Depreciation and amortization:

    

Continuing operations

     0.09        0.06   

Discontinued operations

     —          —     
  

 

 

   

 

 

 

Funds from operations

   $ 0.13      $ 0.24   

Write-off of straight line rent

     0.01        —     

Loan impairment charge

     0.12        —     

Acquisition costs

     —          0.01   
  

 

 

   

 

 

 

Normalized funds from operations

   $ 0.26      $ 0.25   

Share-based compensation

     0.01        0.01   

Debt costs amortization

     0.01        0.01   

Additional rent received in advance (B)

     —          —     

Straight-line rent revenue and other

     (0.03     (0.03
  

 

 

   

 

 

 

Adjusted funds from operations

   $ 0.25      $ 0.24   
  

 

 

   

 

 

 

 

(A) Financials have been restated to reclass the operating results of certain properties sold after the 2013 first quarter to discontinued operations.

 

(B) Represents additional rent from one tenant in advance of when we can recognize as revenue for accounting purposes. This additional rent is being recorded to revenue on a straight-line basis over the lease life.

Investors and analysts following the real estate industry utilize funds from operations, or FFO, as a supplemental performance measure. FFO, reflecting the assumption that real estate asset values rise or fall with market conditions, principally adjusts for the effects of GAAP depreciation and amortization of real estate assets, which assumes that the value of real estate diminishes predictably over time. We compute FFO in accordance with the definition provided by the National Association of Real Estate Investment Trusts, or NAREIT, which represents net income (loss) (computed in accordance with GAAP), excluding gains (losses) on sales of real estate and impairment charges on real estate assets, plus real estate depreciation and amortization and after adjustments for unconsolidated partnerships and joint ventures.

In addition to presenting FFO in accordance with the NAREIT definition, we also disclose normalized FFO, which adjusts FFO for items that relate to unanticipated or non-core events or activities or accounting changes that, if not noted, would make comparison to prior period results and market expectations less meaningful to investors and analysts.
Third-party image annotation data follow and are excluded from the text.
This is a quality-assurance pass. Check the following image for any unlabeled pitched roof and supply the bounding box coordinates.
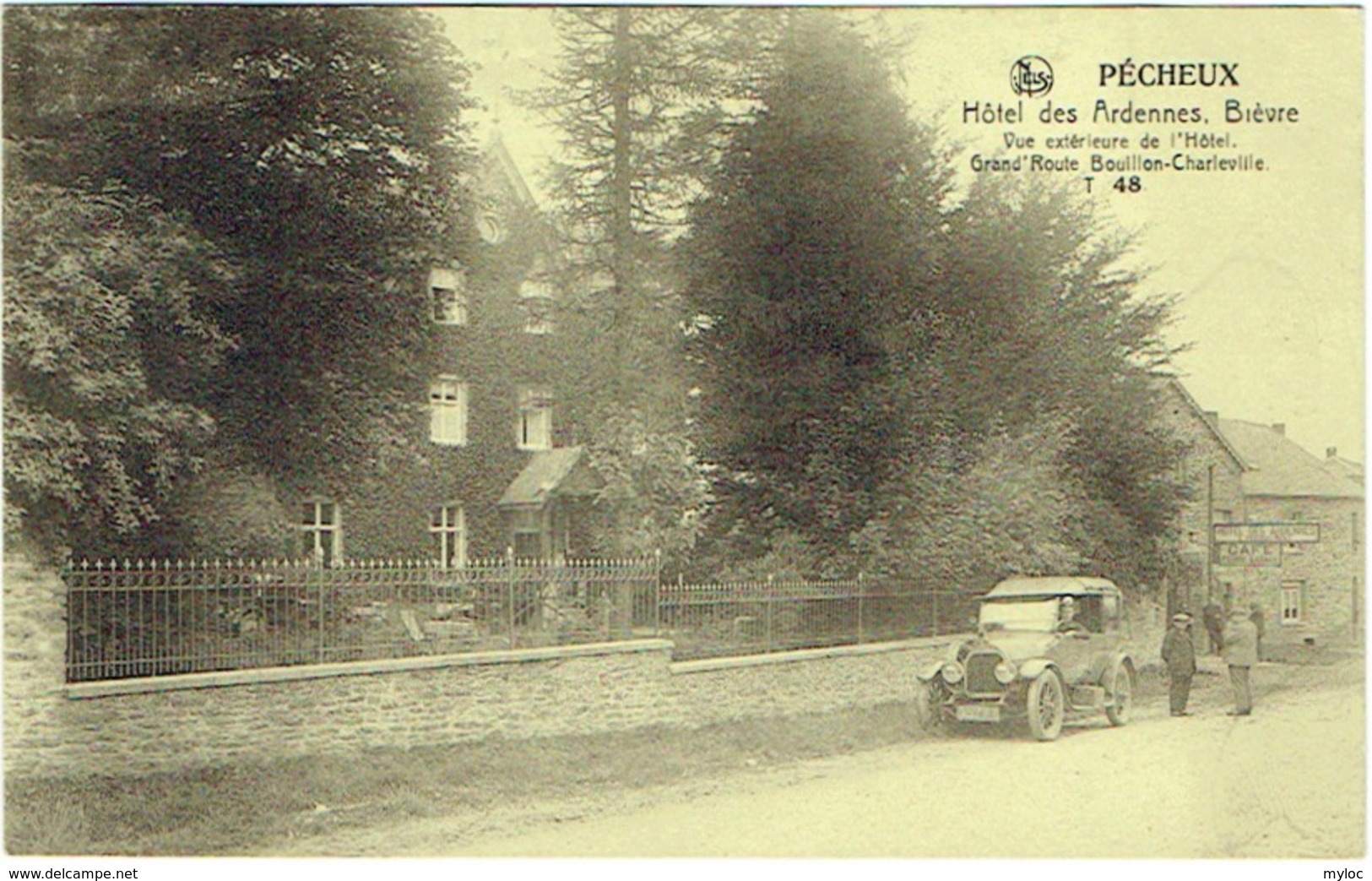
[1323,453,1364,484]
[1220,419,1363,498]
[1165,376,1249,470]
[496,446,588,506]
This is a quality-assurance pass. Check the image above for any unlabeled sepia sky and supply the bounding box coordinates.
[437,7,1365,461]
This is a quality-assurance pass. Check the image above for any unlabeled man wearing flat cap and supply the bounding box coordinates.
[1162,612,1196,716]
[1224,604,1258,716]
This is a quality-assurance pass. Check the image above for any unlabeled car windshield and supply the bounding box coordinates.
[981,597,1058,633]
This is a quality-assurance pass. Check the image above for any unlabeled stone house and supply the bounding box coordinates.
[1213,419,1365,644]
[1165,378,1365,645]
[283,140,595,565]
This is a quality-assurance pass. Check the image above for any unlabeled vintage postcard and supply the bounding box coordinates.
[3,4,1367,881]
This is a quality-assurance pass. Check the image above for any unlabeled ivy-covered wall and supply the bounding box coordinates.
[291,147,587,557]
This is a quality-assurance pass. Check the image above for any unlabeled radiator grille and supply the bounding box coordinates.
[968,652,1006,696]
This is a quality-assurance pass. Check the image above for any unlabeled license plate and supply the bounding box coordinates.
[957,704,1001,722]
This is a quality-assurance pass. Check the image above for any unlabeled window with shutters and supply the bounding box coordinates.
[301,499,343,567]
[430,269,467,325]
[430,503,467,569]
[430,376,467,446]
[516,387,553,450]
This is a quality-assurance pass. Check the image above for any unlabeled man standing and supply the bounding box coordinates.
[1224,605,1258,716]
[1201,600,1224,655]
[1249,602,1264,657]
[1162,612,1196,716]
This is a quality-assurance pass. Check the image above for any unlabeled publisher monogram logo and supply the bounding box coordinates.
[1010,55,1052,97]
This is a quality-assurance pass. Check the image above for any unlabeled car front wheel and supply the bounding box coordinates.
[915,682,942,733]
[1025,670,1066,740]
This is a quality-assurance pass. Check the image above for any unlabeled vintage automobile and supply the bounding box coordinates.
[915,576,1135,740]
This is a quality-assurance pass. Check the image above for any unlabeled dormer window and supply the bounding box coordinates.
[430,269,467,325]
[518,279,553,336]
[514,387,553,450]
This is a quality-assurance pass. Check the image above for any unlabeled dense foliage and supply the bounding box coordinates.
[4,7,472,552]
[683,15,1185,590]
[4,174,235,547]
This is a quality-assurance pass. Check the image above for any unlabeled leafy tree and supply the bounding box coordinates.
[588,411,711,565]
[4,164,235,553]
[525,7,759,430]
[685,15,1184,590]
[4,7,474,552]
[683,14,948,550]
[4,7,472,497]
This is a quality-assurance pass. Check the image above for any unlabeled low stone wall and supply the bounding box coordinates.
[4,560,946,777]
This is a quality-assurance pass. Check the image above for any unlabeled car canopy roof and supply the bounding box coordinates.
[981,575,1120,600]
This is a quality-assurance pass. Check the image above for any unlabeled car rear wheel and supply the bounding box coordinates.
[1025,670,1066,740]
[1106,664,1133,726]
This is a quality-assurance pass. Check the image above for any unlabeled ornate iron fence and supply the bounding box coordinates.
[63,557,660,682]
[659,578,977,660]
[63,556,975,682]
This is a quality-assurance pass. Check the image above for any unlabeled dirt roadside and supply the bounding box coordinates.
[270,659,1363,857]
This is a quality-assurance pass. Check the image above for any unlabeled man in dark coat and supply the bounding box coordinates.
[1224,605,1258,716]
[1249,602,1265,657]
[1201,601,1224,655]
[1162,612,1196,716]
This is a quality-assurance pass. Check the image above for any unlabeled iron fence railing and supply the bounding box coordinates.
[63,556,975,682]
[63,557,660,682]
[659,578,977,660]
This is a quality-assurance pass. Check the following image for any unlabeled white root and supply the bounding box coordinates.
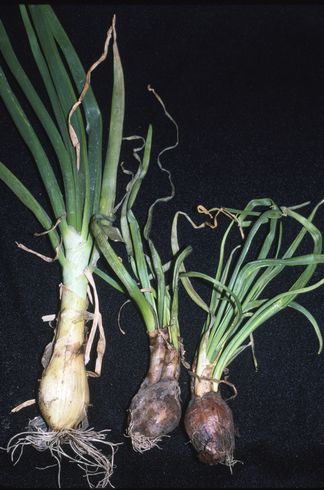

We believe that the use of FFO, combined with the required GAAP presentations, improves the understanding of our operating results among investors and the use of normalized FFO makes comparisons of our operating results with prior periods and other companies more meaningful. While FFO and normalized FFO are relevant and widely used supplemental measures of operating and financial performance of REITs, they should not be viewed as a substitute measure of our operating performance since the measures do not reflect either depreciation and amortization costs or the level of capital expenditures and leasing costs necessary to maintain the operating performance of our properties, which can be significant economic costs that could materially impact our results of operations. FFO and normalized FFO should not be considered an alternative to net income (loss) (computed in accordance with GAAP) as indicators of our financial performance or to cash flow from operating activities (computed in accordance with GAAP) as an indicator of our liquidity.

We calculate adjusted funds from operations, or AFFO, by subtracting from or adding to normalized FFO (i) unbilled rent revenue, (ii) non-cash share-based compensation expense, and (iii) amortization of deferred financing costs. AFFO is an operating measurement that we use to analyze our results of operations based on the receipt, rather than the accrual, of our rental revenue and on certain other adjustments. We believe that this is an important measurement because our leases generally have significant contractual escalations of base rents and therefore result in recognition of rental income that is not collected until future periods, and costs that are deferred or are non-cash charges. Our calculation of AFFO may not be comparable to AFFO or similarly titled measures reported by other REITs. AFFO should not be considered as an alternative to net income (calculated pursuant to GAAP) as an indicator of our results of operations or to cash flow from operating activities (calculated pursuant to GAAP) as an indicator of our liquidity.